November 01, 2015

ABA Supports Agency Representation Model in Child Welfare Cases

The views expressed herein have not been approved by the House of Delegates or the Board of Governors of the American Bar Association, and accordingly, should not be construed as representing the policy of the American Bar Association.

The American Bar Association submitted a letter Aug. 27 to the Oklahoma House Appropriations and Budget Subcommittee on Human Services praising the panel’s effort to improve outcomes for children and their families through examination of agency representation. 

In the letter, ABA Governmental Affairs Director Thomas M. Susman offered the association’s views on representation in child welfare cases for an interim study being conducted by the subcommittee. He summarized the ABA’s 2004 Standards of Practice for Lawyers Representing Child Welfare Agencies, which includes two models of agency representation: the agency representation model and the prosecutorial model. 

Under the agency representation model, the agency’s attorney represents the agency as a legal entity. An elected or appointed attorney, often a district or county attorney, represents the agency under the prosecutorial model. Each model has its strengths, Susman explained, and at the time the standards were written the expert drafting committee recommended adoption of the agency representation model. 

Since 2004, the discussion in the child welfare community “has become more nuanced and more focused on concrete outcomes for children and their families,” he said, and there is a better appreciation today that children have more success in life when they are raised by their parents, or if separation is necessary then by relatives. Because the child welfare agency should be expert on these important issues and their expertise must be relied upon when making decisions for children and families, he said, the ABA continues to prefer the agency representation model over the prosecutorial model. 

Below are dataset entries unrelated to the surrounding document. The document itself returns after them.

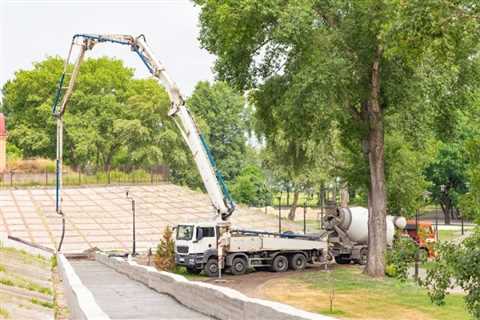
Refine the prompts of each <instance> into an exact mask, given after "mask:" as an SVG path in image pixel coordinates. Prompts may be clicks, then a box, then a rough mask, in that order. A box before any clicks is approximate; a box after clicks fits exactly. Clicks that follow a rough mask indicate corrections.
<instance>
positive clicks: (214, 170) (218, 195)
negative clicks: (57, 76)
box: [52, 34, 235, 251]
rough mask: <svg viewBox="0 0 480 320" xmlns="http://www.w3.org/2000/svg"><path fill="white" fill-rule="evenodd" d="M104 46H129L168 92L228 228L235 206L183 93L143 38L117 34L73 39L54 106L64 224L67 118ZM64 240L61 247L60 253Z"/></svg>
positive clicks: (84, 37) (204, 175)
mask: <svg viewBox="0 0 480 320" xmlns="http://www.w3.org/2000/svg"><path fill="white" fill-rule="evenodd" d="M102 42H111V43H115V44H121V45H126V46H129V47H130V48H131V50H132V51H134V52H135V53H136V54H137V55H138V56H139V57H140V59H141V60H142V61H143V63H144V64H145V66H146V67H147V69H148V70H149V71H150V73H151V74H152V75H153V76H154V77H155V78H157V80H158V81H159V82H160V84H161V85H162V86H163V87H164V88H165V89H166V91H167V93H168V96H169V98H170V101H171V108H170V110H169V112H168V114H169V116H171V117H172V118H173V120H174V122H175V124H176V125H177V126H178V128H179V129H180V132H181V135H182V137H183V139H184V140H185V142H186V144H187V146H188V147H189V149H190V151H191V152H192V155H193V158H194V160H195V164H196V166H197V169H198V171H199V173H200V176H201V178H202V182H203V184H204V186H205V189H206V190H207V193H208V195H209V197H210V200H211V202H212V205H213V207H214V208H215V211H216V216H217V221H218V222H222V223H224V224H227V225H228V219H229V217H230V216H231V215H232V213H233V211H234V210H235V204H234V202H233V199H232V197H231V196H230V193H229V192H228V189H227V187H226V185H225V182H224V181H223V177H222V174H221V173H220V171H219V170H218V168H217V166H216V163H215V161H214V159H213V156H212V154H211V152H210V150H209V148H208V145H207V143H206V141H205V139H204V137H203V136H202V135H201V133H200V131H199V130H198V127H197V125H196V123H195V121H194V119H193V117H192V115H191V114H190V112H189V110H188V109H187V107H186V105H185V99H184V98H183V96H182V94H181V93H180V90H179V89H178V87H177V85H176V84H175V82H174V81H173V80H172V79H171V77H170V76H169V74H168V73H167V72H166V70H165V67H164V65H163V64H162V63H161V62H160V61H159V60H158V59H157V58H156V57H155V55H154V54H153V52H152V50H151V49H150V47H149V46H148V45H147V43H146V40H145V36H143V35H140V36H138V37H133V36H130V35H116V34H106V35H99V34H76V35H74V36H73V38H72V43H71V46H70V49H69V53H68V56H67V59H66V60H65V65H64V69H63V73H62V75H61V77H60V80H59V83H58V87H57V91H56V95H55V98H54V103H53V106H52V113H53V115H54V116H55V118H56V119H57V161H56V163H57V165H56V167H57V168H56V175H57V178H56V212H57V213H58V214H60V215H62V217H63V222H65V216H64V213H63V211H62V162H63V154H62V152H63V115H64V113H65V111H66V107H67V104H68V101H69V99H70V97H71V95H72V93H73V89H74V86H75V82H76V79H77V76H78V74H79V71H80V65H81V63H82V61H83V59H84V56H85V52H86V51H87V50H91V49H92V48H93V47H94V46H95V45H96V44H97V43H102ZM76 46H78V47H79V48H80V51H79V53H78V56H77V58H76V60H75V63H74V66H73V71H72V73H71V74H68V73H67V71H68V69H69V66H70V59H71V56H72V53H73V49H74V48H75V47H76ZM67 76H70V79H69V83H68V86H67V87H64V82H65V81H66V78H67ZM63 237H64V233H62V238H61V239H62V240H63ZM62 240H61V242H60V245H59V249H58V250H59V251H60V249H61V243H62Z"/></svg>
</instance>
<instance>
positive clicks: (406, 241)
mask: <svg viewBox="0 0 480 320" xmlns="http://www.w3.org/2000/svg"><path fill="white" fill-rule="evenodd" d="M417 252H418V246H417V244H416V243H415V241H413V240H412V238H410V237H400V238H398V239H396V240H395V241H394V243H393V247H392V249H389V250H388V251H387V255H386V262H387V266H386V268H385V273H386V275H387V276H389V277H393V278H398V279H400V280H402V281H405V280H407V279H408V267H409V266H410V265H411V264H412V263H413V262H415V257H416V254H417Z"/></svg>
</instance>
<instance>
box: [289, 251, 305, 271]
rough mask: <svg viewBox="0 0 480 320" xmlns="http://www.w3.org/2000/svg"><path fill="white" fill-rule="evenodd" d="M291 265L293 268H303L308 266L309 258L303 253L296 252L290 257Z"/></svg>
mask: <svg viewBox="0 0 480 320" xmlns="http://www.w3.org/2000/svg"><path fill="white" fill-rule="evenodd" d="M289 265H290V268H291V269H292V270H295V271H297V270H303V269H305V267H306V266H307V258H306V257H305V256H304V255H303V254H301V253H296V254H294V255H293V256H291V257H290V261H289Z"/></svg>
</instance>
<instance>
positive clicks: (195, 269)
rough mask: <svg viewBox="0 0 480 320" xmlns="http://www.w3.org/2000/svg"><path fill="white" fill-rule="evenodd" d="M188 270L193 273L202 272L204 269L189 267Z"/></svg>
mask: <svg viewBox="0 0 480 320" xmlns="http://www.w3.org/2000/svg"><path fill="white" fill-rule="evenodd" d="M187 272H188V273H191V274H200V272H202V269H197V268H195V267H187Z"/></svg>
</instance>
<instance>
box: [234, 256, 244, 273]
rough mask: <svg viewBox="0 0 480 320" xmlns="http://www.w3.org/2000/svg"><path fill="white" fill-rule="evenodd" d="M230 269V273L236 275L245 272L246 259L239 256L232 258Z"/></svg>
mask: <svg viewBox="0 0 480 320" xmlns="http://www.w3.org/2000/svg"><path fill="white" fill-rule="evenodd" d="M231 271H232V274H233V275H236V276H238V275H241V274H244V273H245V272H247V261H246V260H245V259H244V258H241V257H237V258H234V259H233V261H232V269H231Z"/></svg>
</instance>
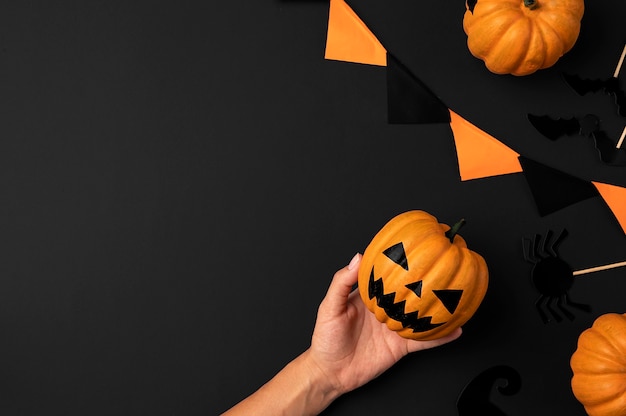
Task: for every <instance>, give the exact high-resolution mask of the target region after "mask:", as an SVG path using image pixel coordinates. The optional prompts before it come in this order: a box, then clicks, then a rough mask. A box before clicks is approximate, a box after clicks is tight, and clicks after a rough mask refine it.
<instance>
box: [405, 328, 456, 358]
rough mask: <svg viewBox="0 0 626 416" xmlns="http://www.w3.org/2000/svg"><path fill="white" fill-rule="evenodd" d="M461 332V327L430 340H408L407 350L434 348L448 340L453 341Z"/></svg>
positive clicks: (414, 349)
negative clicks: (417, 340)
mask: <svg viewBox="0 0 626 416" xmlns="http://www.w3.org/2000/svg"><path fill="white" fill-rule="evenodd" d="M462 333H463V330H462V329H461V328H457V329H455V330H454V331H452V332H451V333H450V334H448V335H446V336H445V337H441V338H438V339H433V340H431V341H410V342H409V344H408V352H410V353H411V352H415V351H421V350H426V349H429V348H435V347H438V346H440V345H443V344H447V343H448V342H451V341H454V340H455V339H457V338H458V337H460V336H461V334H462Z"/></svg>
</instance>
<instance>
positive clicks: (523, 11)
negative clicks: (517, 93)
mask: <svg viewBox="0 0 626 416" xmlns="http://www.w3.org/2000/svg"><path fill="white" fill-rule="evenodd" d="M465 4H466V9H467V11H466V12H465V15H464V17H463V29H464V30H465V33H466V34H467V46H468V48H469V50H470V52H471V53H472V55H474V56H475V57H477V58H479V59H482V60H483V61H484V62H485V65H486V66H487V69H489V70H490V71H491V72H494V73H496V74H513V75H529V74H532V73H533V72H535V71H537V70H539V69H543V68H548V67H550V66H552V65H554V64H555V63H556V61H557V60H558V59H559V58H560V57H561V56H562V55H563V54H565V53H566V52H568V51H569V50H570V49H571V48H572V47H573V46H574V44H575V43H576V40H577V39H578V35H579V33H580V24H581V19H582V16H583V13H584V9H585V6H584V1H583V0H467V1H466V3H465Z"/></svg>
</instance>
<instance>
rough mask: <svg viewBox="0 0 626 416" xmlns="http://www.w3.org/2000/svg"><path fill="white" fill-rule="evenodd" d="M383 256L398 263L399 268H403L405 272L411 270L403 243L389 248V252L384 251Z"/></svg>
mask: <svg viewBox="0 0 626 416" xmlns="http://www.w3.org/2000/svg"><path fill="white" fill-rule="evenodd" d="M383 254H384V255H385V256H387V257H389V259H391V261H393V262H394V263H396V264H397V265H398V266H402V268H404V270H409V263H408V261H407V259H406V253H405V252H404V245H403V244H402V242H399V243H398V244H395V245H393V246H391V247H389V248H388V249H387V250H385V251H383Z"/></svg>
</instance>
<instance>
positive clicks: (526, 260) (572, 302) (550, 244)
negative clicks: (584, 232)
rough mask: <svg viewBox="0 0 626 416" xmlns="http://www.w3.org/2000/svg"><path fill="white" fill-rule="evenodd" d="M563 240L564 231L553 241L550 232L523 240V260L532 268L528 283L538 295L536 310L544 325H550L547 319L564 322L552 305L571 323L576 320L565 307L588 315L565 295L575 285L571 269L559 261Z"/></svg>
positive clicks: (563, 237) (559, 259) (583, 307)
mask: <svg viewBox="0 0 626 416" xmlns="http://www.w3.org/2000/svg"><path fill="white" fill-rule="evenodd" d="M566 236H567V230H565V229H563V230H561V232H560V233H559V235H558V236H557V237H556V239H555V240H554V241H552V231H551V230H548V231H547V232H546V235H545V237H543V236H541V235H539V234H535V236H534V237H533V238H532V239H530V238H526V237H525V238H523V239H522V248H523V250H524V259H525V260H526V261H527V262H529V263H532V264H533V268H532V270H531V282H532V284H533V286H534V287H535V289H537V291H538V292H539V297H538V298H537V300H536V301H535V307H536V308H537V312H539V316H540V317H541V320H542V321H543V323H544V324H547V323H548V322H550V321H551V319H550V316H551V317H552V318H554V320H556V321H557V322H561V321H562V320H563V318H561V315H560V314H559V312H557V311H556V310H555V309H553V308H552V305H553V304H555V303H556V307H557V308H558V310H559V311H560V313H562V314H563V315H565V316H566V317H567V319H569V320H570V321H573V320H574V317H575V316H574V314H573V313H571V312H570V311H569V310H568V309H567V308H565V306H570V307H574V308H577V309H580V310H582V311H585V312H591V308H590V307H589V305H585V304H582V303H576V302H573V301H572V300H571V299H570V298H569V295H568V290H569V289H570V288H571V287H572V285H573V284H574V272H573V270H572V269H571V267H570V265H569V264H568V263H567V262H566V261H565V260H563V259H561V258H560V257H559V253H558V251H557V249H558V246H559V244H561V242H562V241H563V239H564V238H565V237H566ZM544 308H545V310H547V311H548V313H549V315H548V314H546V312H545V311H544Z"/></svg>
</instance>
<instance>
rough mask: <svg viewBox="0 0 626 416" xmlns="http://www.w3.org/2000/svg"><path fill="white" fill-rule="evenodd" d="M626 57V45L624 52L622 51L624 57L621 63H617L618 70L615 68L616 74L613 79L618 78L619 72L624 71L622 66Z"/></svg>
mask: <svg viewBox="0 0 626 416" xmlns="http://www.w3.org/2000/svg"><path fill="white" fill-rule="evenodd" d="M624 57H626V45H624V50H623V51H622V56H621V57H620V58H619V62H618V63H617V68H615V72H614V73H613V78H617V77H618V75H619V71H620V69H622V64H623V63H624Z"/></svg>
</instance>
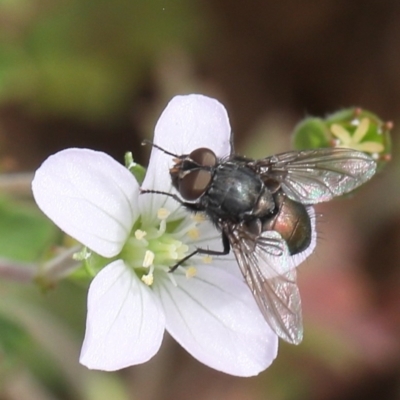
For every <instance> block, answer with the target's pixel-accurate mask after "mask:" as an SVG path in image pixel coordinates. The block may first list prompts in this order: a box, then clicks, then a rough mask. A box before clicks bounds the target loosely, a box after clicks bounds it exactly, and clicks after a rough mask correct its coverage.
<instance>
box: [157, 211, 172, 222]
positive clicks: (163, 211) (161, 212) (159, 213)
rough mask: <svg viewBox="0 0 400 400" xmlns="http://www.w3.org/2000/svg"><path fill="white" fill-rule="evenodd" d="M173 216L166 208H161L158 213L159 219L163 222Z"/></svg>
mask: <svg viewBox="0 0 400 400" xmlns="http://www.w3.org/2000/svg"><path fill="white" fill-rule="evenodd" d="M170 214H171V211H168V210H167V209H166V208H160V209H159V210H158V211H157V218H158V219H161V220H165V219H167V218H168V217H169V216H170Z"/></svg>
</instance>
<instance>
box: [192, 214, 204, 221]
mask: <svg viewBox="0 0 400 400" xmlns="http://www.w3.org/2000/svg"><path fill="white" fill-rule="evenodd" d="M192 219H193V221H195V222H204V221H205V220H206V216H205V215H204V214H203V213H196V214H194V215H192Z"/></svg>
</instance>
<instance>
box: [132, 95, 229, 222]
mask: <svg viewBox="0 0 400 400" xmlns="http://www.w3.org/2000/svg"><path fill="white" fill-rule="evenodd" d="M230 137H231V127H230V124H229V118H228V114H227V112H226V110H225V108H224V106H223V105H222V104H221V103H219V102H218V101H217V100H215V99H212V98H209V97H206V96H202V95H198V94H192V95H188V96H176V97H174V98H173V99H172V100H171V101H170V102H169V104H168V105H167V107H166V109H165V110H164V112H163V113H162V114H161V116H160V118H159V120H158V122H157V125H156V128H155V133H154V139H153V140H154V143H155V144H157V145H159V146H161V147H162V148H164V149H165V150H167V151H169V152H171V153H174V154H177V155H182V154H188V153H190V152H191V151H192V150H194V149H197V148H199V147H207V148H210V149H212V150H213V151H214V152H215V154H216V155H217V156H218V157H225V156H227V155H229V154H230V151H231V146H230ZM172 165H173V157H171V156H169V155H166V154H165V153H163V152H162V151H160V150H158V149H155V148H153V149H152V151H151V156H150V162H149V168H148V170H147V174H146V178H145V180H144V182H143V185H142V187H143V188H144V189H154V190H161V191H165V192H170V191H171V190H172V186H171V177H170V174H169V169H170V168H171V166H172ZM140 203H141V210H146V213H145V214H147V213H149V214H150V215H154V214H155V213H156V212H157V210H158V209H159V208H160V207H166V208H167V209H169V210H170V211H173V210H175V209H176V208H177V207H178V203H177V202H176V201H174V200H173V199H171V198H168V197H166V196H163V195H152V196H150V195H148V194H147V195H143V196H140Z"/></svg>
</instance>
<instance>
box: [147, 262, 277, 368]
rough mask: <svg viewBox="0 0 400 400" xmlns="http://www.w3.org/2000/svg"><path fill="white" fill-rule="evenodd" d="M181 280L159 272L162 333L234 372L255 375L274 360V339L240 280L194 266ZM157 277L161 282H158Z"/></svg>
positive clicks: (211, 269)
mask: <svg viewBox="0 0 400 400" xmlns="http://www.w3.org/2000/svg"><path fill="white" fill-rule="evenodd" d="M197 273H198V274H197V275H196V276H195V277H193V278H189V279H187V278H186V277H185V276H184V275H183V272H182V271H176V273H175V274H174V279H175V281H176V283H177V284H178V286H177V287H176V286H174V285H173V284H172V283H171V281H170V280H169V279H168V277H166V276H165V274H164V276H159V277H157V278H161V279H157V281H156V282H157V284H156V285H155V287H154V289H155V291H156V292H157V293H158V294H159V296H160V298H161V303H162V305H163V307H164V310H165V314H166V324H167V330H168V332H169V333H170V334H171V335H172V336H173V337H174V338H175V339H176V340H177V341H178V342H179V343H180V344H181V345H182V346H183V347H184V348H185V349H186V350H187V351H188V352H189V353H191V354H192V355H193V356H194V357H196V358H197V359H198V360H199V361H201V362H202V363H204V364H206V365H208V366H210V367H212V368H214V369H217V370H219V371H223V372H225V373H228V374H231V375H237V376H252V375H257V374H258V373H260V372H261V371H263V370H264V369H265V368H267V367H268V366H269V365H270V364H271V363H272V361H273V360H274V359H275V357H276V354H277V348H278V338H277V336H276V335H275V334H274V333H273V332H272V330H271V328H270V327H269V326H268V324H267V323H266V322H265V320H264V318H263V317H262V315H261V313H260V311H259V310H258V307H257V305H256V303H255V301H254V299H253V296H252V294H251V292H250V290H249V289H248V287H247V286H246V284H245V283H244V282H243V279H240V278H237V277H236V276H234V275H232V274H230V273H227V272H226V271H224V270H223V269H218V268H215V267H212V266H206V265H203V266H200V267H199V268H198V269H197ZM160 281H161V283H160Z"/></svg>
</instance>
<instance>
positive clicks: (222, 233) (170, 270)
mask: <svg viewBox="0 0 400 400" xmlns="http://www.w3.org/2000/svg"><path fill="white" fill-rule="evenodd" d="M222 246H223V250H221V251H218V250H208V249H201V248H197V249H196V250H195V251H193V252H192V253H190V254H189V255H187V256H186V257H184V258H182V259H181V260H179V261H178V262H177V263H176V264H175V265H173V266H172V267H170V269H169V272H174V271H175V270H176V269H177V268H178V267H179V266H180V265H182V264H183V263H184V262H185V261H187V260H189V258H192V257H193V256H195V255H196V254H206V255H209V256H226V255H227V254H229V252H230V250H231V246H230V244H229V240H228V236H226V235H225V233H224V232H222Z"/></svg>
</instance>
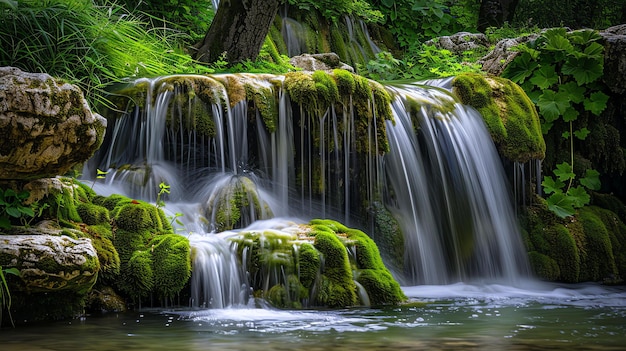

“Certainly, some district attorneys are trained on these issues and can provide all of the information that judges need to made decisions, but it is essential that the voice of the agency is heard during that decision-making process,” Susman said. “Under either model, judges should receive all the information they need, but the likelihood that this will occur is generally greater under the agency representation model,” he concluded.


Original appeared in the Sept. 2015 ABA Washington Letter, produced by the ABA Government Affairs Office.